Compute Bessel functions \(I_{\nu}(x)\) and \(K_{\nu}(x)\) for large \(\nu\) and possibly large \(x\), using asymptotic expansions in Debye polynomials.

Usage

besselI.nuAsym(x, nu, k.max, expon.scaled = FALSE, log = FALSE)
besselK.nuAsym(x, nu, k.max, expon.scaled = FALSE, log = FALSE)

Value

a numeric vector of the same length as the long of x and

nu. (usual argument recycling is applied implicitly.)

Arguments

x

numeric or complex, with real part \(\ge 0\).

nu

numeric; The order (maybe fractional!) of the corresponding Bessel function.

k.max

integer number of terms in the expansion. Must be in 0:5, currently.

expon.scaled

logical; if TRUE, the results are exponentially scaled, the same as in the corresponding BesselI() and BesselK() functions in order to avoid overflow (\(I_{\nu}\)) or underflow (\(K_{\nu}\)), respectively.

log

logical; if TRUE, \(\log(f(.))\) is returned instead of \(f\).

Author

Martin Maechler

Details

Abramowitz & Stegun , page 378, has formula 9.7.7 and 9.7.8 for the asymptotic expansions of \(I_{\nu}(x)\) and \(K_{\nu}(x)\), respectively, also saying When \(\nu \to +\infty\), these expansions (of \(I_{\nu}(\nu z)\) and \(K_{\nu}(\nu z)\)) hold uniformly with respect to \(z\) in the sector \(|arg z| \le \frac{1}{2} \pi - \epsilon\), where \(\epsilon\) iw qn arbitrary positive number. and for this reason, we require \(\Re(x) \ge 0\).

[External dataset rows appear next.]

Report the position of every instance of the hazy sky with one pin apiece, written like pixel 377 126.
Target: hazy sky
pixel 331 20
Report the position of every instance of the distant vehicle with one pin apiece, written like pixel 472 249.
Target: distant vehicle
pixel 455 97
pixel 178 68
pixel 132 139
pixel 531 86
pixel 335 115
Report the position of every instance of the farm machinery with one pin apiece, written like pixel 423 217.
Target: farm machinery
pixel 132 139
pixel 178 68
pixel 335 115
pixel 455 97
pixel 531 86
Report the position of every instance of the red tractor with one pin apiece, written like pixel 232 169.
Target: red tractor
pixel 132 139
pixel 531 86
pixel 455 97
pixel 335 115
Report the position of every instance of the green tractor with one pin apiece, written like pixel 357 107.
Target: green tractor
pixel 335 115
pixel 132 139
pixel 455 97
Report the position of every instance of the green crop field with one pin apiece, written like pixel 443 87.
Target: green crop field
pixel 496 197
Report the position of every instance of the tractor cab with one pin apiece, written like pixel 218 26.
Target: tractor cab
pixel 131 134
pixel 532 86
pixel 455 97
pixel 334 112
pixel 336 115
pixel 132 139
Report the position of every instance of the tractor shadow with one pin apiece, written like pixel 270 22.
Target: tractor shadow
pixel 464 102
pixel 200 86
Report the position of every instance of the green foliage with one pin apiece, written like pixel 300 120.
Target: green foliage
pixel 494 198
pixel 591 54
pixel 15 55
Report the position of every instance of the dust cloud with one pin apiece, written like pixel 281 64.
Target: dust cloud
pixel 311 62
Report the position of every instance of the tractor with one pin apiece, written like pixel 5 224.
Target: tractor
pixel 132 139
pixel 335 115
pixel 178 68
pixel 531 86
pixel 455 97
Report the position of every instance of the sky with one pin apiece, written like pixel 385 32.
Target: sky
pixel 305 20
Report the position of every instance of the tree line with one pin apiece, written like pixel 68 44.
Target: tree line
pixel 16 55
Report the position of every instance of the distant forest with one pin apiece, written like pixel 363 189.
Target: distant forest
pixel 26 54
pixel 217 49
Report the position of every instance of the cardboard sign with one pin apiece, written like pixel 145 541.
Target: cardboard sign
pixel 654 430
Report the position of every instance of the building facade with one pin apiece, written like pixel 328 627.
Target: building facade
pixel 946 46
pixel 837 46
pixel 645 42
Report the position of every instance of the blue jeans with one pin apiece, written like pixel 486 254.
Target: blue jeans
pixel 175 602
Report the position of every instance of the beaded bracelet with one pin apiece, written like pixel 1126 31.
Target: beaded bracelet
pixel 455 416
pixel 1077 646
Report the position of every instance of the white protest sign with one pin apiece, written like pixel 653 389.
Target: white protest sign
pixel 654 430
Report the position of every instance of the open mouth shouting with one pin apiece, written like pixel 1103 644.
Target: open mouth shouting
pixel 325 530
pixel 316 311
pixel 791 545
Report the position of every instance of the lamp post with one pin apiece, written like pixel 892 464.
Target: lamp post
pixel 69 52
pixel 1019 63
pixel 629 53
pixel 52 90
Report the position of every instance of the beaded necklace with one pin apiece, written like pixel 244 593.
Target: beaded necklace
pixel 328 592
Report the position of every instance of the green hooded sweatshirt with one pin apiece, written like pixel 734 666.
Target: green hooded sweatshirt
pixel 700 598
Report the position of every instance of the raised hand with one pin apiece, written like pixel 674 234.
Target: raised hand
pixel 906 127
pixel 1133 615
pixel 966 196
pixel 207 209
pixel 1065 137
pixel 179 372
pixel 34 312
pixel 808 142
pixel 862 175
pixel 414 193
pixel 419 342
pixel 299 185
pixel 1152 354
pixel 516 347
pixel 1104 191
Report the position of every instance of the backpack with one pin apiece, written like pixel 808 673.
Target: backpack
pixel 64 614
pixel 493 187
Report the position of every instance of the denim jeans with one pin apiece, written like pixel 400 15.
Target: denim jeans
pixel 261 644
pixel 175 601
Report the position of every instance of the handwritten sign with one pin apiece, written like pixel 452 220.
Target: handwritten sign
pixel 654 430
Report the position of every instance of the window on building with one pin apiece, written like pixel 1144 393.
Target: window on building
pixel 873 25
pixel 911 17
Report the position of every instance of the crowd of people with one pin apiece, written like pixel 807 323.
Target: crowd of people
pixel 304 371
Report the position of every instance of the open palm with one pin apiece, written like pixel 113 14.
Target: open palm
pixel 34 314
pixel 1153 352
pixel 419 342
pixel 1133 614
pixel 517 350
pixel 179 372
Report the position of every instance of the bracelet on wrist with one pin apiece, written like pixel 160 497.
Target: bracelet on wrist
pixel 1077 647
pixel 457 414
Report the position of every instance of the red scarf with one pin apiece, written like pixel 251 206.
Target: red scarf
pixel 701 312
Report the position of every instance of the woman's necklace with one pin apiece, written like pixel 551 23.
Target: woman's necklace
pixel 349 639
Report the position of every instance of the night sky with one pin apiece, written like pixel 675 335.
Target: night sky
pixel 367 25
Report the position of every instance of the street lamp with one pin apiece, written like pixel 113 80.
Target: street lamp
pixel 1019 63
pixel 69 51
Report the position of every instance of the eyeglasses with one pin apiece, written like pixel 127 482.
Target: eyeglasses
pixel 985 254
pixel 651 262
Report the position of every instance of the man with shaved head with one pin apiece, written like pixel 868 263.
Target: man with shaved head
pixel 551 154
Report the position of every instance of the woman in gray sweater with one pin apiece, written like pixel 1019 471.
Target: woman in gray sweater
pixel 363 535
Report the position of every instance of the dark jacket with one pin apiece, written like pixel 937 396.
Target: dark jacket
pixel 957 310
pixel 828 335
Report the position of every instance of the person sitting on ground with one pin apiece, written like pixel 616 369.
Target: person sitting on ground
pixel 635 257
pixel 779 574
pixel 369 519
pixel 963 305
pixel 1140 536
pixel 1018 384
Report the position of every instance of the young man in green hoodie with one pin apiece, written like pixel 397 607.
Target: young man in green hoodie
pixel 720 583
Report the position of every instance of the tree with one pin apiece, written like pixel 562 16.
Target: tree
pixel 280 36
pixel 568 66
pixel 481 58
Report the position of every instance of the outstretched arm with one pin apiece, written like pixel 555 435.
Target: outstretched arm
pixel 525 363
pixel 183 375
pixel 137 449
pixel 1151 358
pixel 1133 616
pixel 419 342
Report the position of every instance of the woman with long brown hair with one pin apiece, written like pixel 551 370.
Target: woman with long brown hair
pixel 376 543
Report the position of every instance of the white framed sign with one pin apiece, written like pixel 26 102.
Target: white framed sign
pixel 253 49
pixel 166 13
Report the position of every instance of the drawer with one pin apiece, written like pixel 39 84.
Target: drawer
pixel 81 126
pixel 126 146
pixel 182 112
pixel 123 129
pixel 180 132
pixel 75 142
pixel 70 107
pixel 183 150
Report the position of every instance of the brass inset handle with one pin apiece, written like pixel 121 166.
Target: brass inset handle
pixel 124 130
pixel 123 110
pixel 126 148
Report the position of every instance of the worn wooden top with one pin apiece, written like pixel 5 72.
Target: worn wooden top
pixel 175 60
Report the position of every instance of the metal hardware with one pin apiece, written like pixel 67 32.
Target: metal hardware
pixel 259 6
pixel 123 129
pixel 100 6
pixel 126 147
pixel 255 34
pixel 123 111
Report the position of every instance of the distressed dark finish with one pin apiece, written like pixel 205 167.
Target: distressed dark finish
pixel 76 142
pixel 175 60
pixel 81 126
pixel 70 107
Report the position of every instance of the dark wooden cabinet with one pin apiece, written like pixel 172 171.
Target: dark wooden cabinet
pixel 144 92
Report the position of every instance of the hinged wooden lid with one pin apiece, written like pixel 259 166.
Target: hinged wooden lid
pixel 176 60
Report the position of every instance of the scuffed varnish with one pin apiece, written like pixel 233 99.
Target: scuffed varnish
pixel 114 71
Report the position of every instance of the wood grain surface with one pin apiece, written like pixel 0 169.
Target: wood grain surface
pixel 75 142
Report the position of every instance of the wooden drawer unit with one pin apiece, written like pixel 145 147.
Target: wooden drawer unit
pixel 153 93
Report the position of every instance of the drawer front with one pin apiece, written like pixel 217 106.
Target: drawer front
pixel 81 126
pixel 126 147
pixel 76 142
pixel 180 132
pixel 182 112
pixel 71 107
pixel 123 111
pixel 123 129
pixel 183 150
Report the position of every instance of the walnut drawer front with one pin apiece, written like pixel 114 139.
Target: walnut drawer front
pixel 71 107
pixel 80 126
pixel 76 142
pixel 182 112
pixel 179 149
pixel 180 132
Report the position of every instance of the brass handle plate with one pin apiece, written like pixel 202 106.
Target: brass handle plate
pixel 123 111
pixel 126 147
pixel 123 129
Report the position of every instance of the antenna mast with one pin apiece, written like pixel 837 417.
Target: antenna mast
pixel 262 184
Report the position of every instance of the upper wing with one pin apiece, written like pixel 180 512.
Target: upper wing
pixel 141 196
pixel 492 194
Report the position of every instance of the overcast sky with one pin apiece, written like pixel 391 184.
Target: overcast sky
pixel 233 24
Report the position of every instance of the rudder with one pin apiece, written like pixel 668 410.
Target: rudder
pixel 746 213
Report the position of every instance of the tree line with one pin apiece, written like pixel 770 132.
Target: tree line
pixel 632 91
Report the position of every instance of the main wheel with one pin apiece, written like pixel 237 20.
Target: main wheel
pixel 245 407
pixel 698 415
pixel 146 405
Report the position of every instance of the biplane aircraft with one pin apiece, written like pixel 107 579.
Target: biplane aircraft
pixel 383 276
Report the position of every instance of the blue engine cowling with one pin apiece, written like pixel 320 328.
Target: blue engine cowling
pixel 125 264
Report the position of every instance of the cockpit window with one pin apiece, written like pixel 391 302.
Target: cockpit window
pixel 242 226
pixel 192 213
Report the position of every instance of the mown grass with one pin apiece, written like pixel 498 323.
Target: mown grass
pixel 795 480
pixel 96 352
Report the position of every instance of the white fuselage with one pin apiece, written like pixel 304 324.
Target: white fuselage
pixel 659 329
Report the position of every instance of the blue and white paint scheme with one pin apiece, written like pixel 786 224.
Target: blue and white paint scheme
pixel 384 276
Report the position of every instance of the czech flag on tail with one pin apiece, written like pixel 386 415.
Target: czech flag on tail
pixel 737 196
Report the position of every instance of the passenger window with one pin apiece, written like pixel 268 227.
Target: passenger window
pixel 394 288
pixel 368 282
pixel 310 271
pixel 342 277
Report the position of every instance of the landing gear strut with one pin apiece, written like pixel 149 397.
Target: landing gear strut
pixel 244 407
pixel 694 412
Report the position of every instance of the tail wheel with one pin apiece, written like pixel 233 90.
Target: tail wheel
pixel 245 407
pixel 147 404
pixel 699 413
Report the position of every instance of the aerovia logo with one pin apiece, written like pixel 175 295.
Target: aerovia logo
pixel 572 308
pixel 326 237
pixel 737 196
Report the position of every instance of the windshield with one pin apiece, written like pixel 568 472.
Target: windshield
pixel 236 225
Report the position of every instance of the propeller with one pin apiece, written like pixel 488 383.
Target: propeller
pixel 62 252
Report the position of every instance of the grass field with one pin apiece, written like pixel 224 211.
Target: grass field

The Debye polynomials \(u_k(x)\) are defined in 9.3.9 and 9.3.10 (page 366).

References

Abramowitz, M., and Stegun, I. A. (1964, etc). Handbook of mathematical functions, pp. 366, 378.

See Also

From this package Bessel: BesselI(); further, besselIasym() for the case when \(x\) is large and \(\nu\) is small or moderate.

Further, from base: besselI, etc.

Examples

Run this code
x <- c(1:10, 20, 50, 100, 100000)
nu <- c(1, 10, 20, 50, 10^(2:10))


sapply(0:4, function(k.)
            sapply(nu, function(n.)
                   besselI.nuAsym(x, nu=n., k.max = k., log = TRUE)))

sapply(0:4, function(k.)
            sapply(nu, function(n.)
                   besselK.nuAsym(x, nu=n., k.max = k., log = TRUE)))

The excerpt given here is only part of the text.